Rosa Luxemburg and the politics of mass strikes

I've just re-read Tony Cliff's little book on Rosa Luxemburg (pictured) - it's contained in Cliff's 3-volume selected writings - and was particularly impressed by the force of a couple of passages from Luxemburg quoted in the section on the mass strike. Cliff's short book, first published in 1959, is online HERE.

'In former bourgeois revolutions where, on the one hand, the political education and leadership of the revolutionary masses was undertaken by the bourgeois parties, and, on the other hand, the revolutionary task was limited to the overthrow of the government, the short battle on the barricades was the appropriate form of revolutionary struggle.

Today, at a time that the working class must educate, organise and lead itself in the course of the revolutionary struggle, when the revolution itself is directed not only against the established State power but also against capitalist exploitation, mass strikes appear as the natural method to mobilise the broadest proletarian layers into action, to revolutionise and organise them. Simultaneously it is a method by means of which to undermine and overthrow the established State power as well as to curb capitalist exploitation ...

In order that the working class may participate en masse in any direct political action, it must first organise itself, which above all means that it must obliterate the boundaries between factories and workshops, mines and foundries, it must overcome the split between workshops which the daily yoke of capitalism condemns it to. Therefore the mass strike is the first natural spontaneous form of every great revolutionary proletarian action.

The more industry becomes the prevalent form of the economy, the more prominent the role of the working class, and the more developed the conflict between labour and capital, the more powerful and decisive become the mass strikes. The earlier main form of bourgeois revolutions, the battle on the barricades, the open encounter with the armed State power, is a peripheral aspect of the revolution today, only one moment in the whole process of the mass struggle of the proletariat....

The movement does not go only in one direction, from an economic to a political struggle, but also in the opposite direction. Every important political mass action, after reaching its peak, results in a series of economic mass strikes. And this rule applies not only to the individual mass strike, but to the revolution as a whole.

With the spread, clarification and intensification of the political struggle not only does the economic struggle not recede, but on the contrary it spreads and at the same time becomes more organised and intensified. There exists a reciprocal influence between the two struggles. Every fresh attack and victory of the political struggle has a powerful impact on the economic struggle, in that at the same time as it widens the scope for the workers to improve their conditions and strengthens their impulse to do so, it enhances their fighting spirit.

After every soaring wave of political action, there remains a fertile sediment from which sprout a thousand economic struggles. And the reverse also applies. The workers’ constant economic struggle against capital sustains them at every pause in the political battle.

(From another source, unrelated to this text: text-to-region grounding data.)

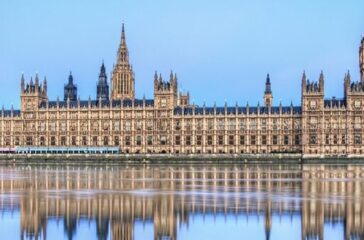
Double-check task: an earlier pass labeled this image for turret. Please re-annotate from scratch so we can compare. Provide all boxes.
[21,74,25,92]
[43,76,47,93]
[64,72,77,101]
[264,73,273,107]
[97,61,109,101]
[319,70,324,92]
[35,73,39,91]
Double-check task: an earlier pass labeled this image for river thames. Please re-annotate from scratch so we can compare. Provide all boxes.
[0,163,363,240]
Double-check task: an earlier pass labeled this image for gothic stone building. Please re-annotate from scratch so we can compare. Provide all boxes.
[1,25,364,156]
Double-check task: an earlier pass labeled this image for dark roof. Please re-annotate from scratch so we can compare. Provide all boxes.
[174,105,302,116]
[1,110,21,117]
[39,99,155,109]
[324,99,346,108]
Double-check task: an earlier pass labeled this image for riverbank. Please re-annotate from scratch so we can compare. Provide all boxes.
[0,153,364,164]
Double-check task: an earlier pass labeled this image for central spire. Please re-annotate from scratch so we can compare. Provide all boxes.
[117,23,129,64]
[111,23,135,100]
[121,23,126,46]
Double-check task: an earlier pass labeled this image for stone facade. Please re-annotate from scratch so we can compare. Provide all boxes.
[1,25,364,156]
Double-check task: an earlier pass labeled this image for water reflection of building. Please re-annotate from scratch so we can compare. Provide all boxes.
[302,165,364,240]
[0,165,364,239]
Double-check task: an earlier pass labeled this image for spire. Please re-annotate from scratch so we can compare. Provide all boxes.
[21,74,25,91]
[121,23,126,46]
[117,22,129,63]
[99,61,107,81]
[319,70,324,92]
[302,70,307,82]
[35,73,39,87]
[347,70,351,82]
[319,70,324,82]
[43,76,47,92]
[111,23,135,100]
[265,73,271,94]
[69,71,73,84]
[170,70,174,81]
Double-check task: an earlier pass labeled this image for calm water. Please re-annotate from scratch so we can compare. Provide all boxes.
[0,163,363,240]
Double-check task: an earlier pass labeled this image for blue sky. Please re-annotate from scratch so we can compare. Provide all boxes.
[0,0,364,108]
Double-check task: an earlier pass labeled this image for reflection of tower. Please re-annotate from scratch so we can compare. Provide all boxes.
[20,193,47,240]
[64,216,77,240]
[154,196,177,240]
[264,196,272,240]
[111,220,133,240]
[96,218,109,240]
[301,167,325,240]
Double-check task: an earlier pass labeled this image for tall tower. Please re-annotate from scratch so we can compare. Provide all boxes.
[111,23,135,100]
[64,72,77,101]
[97,62,109,101]
[360,36,364,82]
[264,74,273,107]
[301,71,325,155]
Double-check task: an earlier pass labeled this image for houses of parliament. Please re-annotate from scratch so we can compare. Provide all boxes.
[1,24,364,156]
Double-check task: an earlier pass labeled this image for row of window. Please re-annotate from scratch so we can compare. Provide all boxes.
[20,135,301,147]
[308,134,362,145]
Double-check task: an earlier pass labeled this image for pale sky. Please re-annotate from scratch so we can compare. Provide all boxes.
[0,0,364,108]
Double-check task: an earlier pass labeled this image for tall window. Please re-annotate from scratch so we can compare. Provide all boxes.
[272,135,278,145]
[103,136,109,146]
[125,136,131,146]
[229,135,234,145]
[60,136,66,146]
[294,135,300,145]
[26,137,33,146]
[207,136,213,145]
[51,136,56,146]
[309,135,317,145]
[160,136,167,145]
[250,136,256,145]
[136,136,142,146]
[284,135,289,145]
[93,136,98,146]
[240,135,245,145]
[71,136,77,146]
[185,136,191,146]
[218,135,224,145]
[82,136,87,146]
[196,136,202,145]
[175,136,181,145]
[147,136,153,145]
[40,136,45,146]
[114,136,119,146]
[354,134,362,145]
[261,135,267,145]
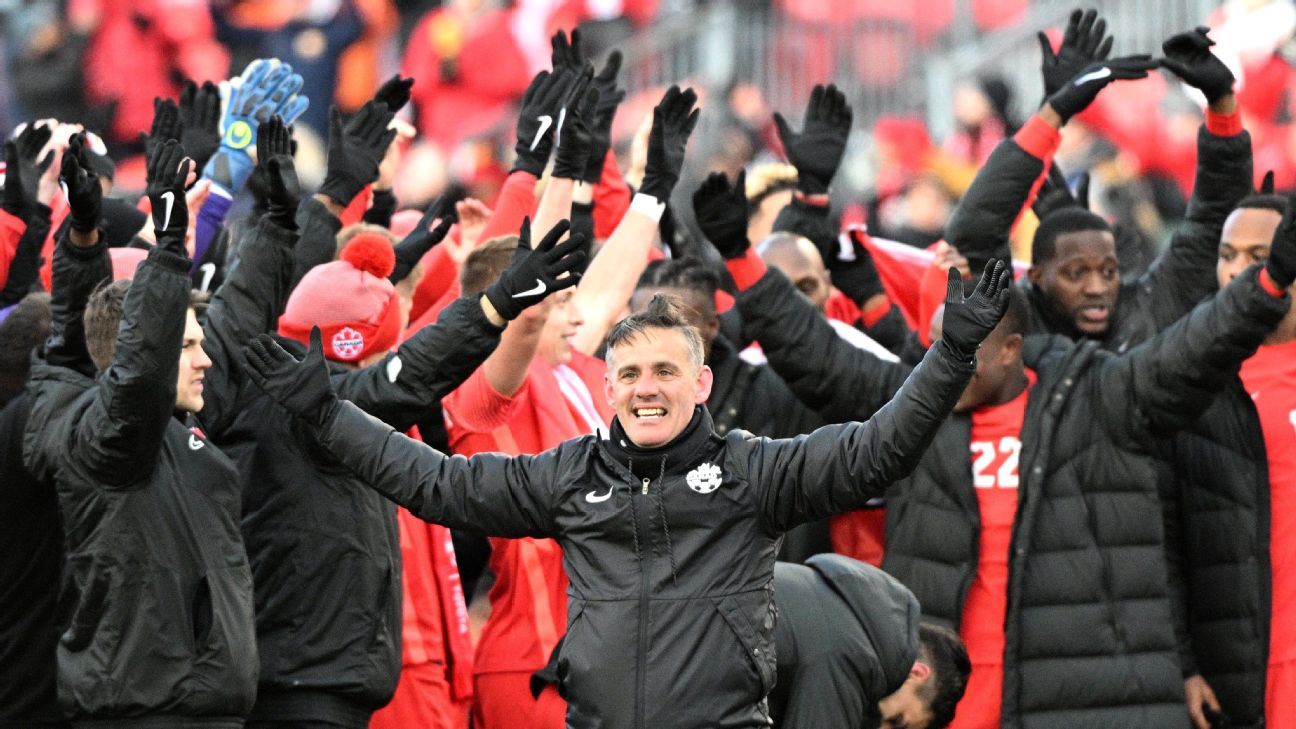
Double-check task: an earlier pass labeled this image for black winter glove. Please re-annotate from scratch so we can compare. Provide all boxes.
[179,80,222,170]
[940,259,1013,360]
[146,139,193,255]
[1032,164,1090,219]
[374,74,415,113]
[552,86,600,180]
[257,116,300,231]
[60,133,102,234]
[829,229,885,305]
[639,85,700,201]
[692,170,749,259]
[484,218,587,321]
[318,101,397,207]
[1264,193,1296,289]
[2,142,25,217]
[141,97,182,164]
[243,327,338,426]
[1046,55,1158,123]
[1161,26,1235,104]
[581,51,626,183]
[773,83,852,195]
[1038,9,1114,97]
[4,122,53,217]
[551,28,584,74]
[513,69,578,177]
[390,195,455,283]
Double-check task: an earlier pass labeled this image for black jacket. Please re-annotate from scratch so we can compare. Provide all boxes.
[195,214,503,725]
[947,121,1253,353]
[23,248,257,727]
[768,555,920,729]
[738,265,1288,728]
[280,330,975,729]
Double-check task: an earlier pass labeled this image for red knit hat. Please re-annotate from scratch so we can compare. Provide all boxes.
[278,233,401,362]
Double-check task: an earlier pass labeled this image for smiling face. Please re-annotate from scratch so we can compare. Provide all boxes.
[1029,229,1119,336]
[605,326,713,448]
[177,308,212,413]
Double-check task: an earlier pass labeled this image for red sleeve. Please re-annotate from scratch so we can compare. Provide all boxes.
[1205,109,1243,137]
[1013,114,1061,161]
[592,150,632,239]
[824,289,861,325]
[725,248,767,291]
[404,277,464,342]
[478,170,537,243]
[409,244,457,324]
[443,365,522,434]
[0,210,27,289]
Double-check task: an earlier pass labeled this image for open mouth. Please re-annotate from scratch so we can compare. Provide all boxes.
[1079,305,1109,323]
[633,407,667,419]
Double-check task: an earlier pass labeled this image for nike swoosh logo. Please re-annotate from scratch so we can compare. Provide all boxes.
[512,279,546,299]
[529,115,553,152]
[1073,67,1112,86]
[555,107,568,148]
[188,434,205,451]
[197,263,217,293]
[585,487,613,503]
[159,190,176,231]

The economic struggle constitutes, so to speak, the permanent reservoir of working class strength from which political struggles always imbibe new strength. The untiring economic fight of the proletariat leads every moment to sharp isolated conflicts here and there from which explode unforeseen political struggles on an immense scale.

In a word, the economic struggle is the factor that advances the movement from one political focal point to another. The political struggle periodically fertilises the ground for the economic struggle. Cause and effect interchange every second.

Thus we find that the two elements, the economic and political, do not incline to separate themselves from one another during the period of the mass strikes in Russia, not to speak of negating one another, as pedantic schemes would suggest.'

Image: protestors in Nepal, where the issue of mass strikes has been of critical importance in recent months.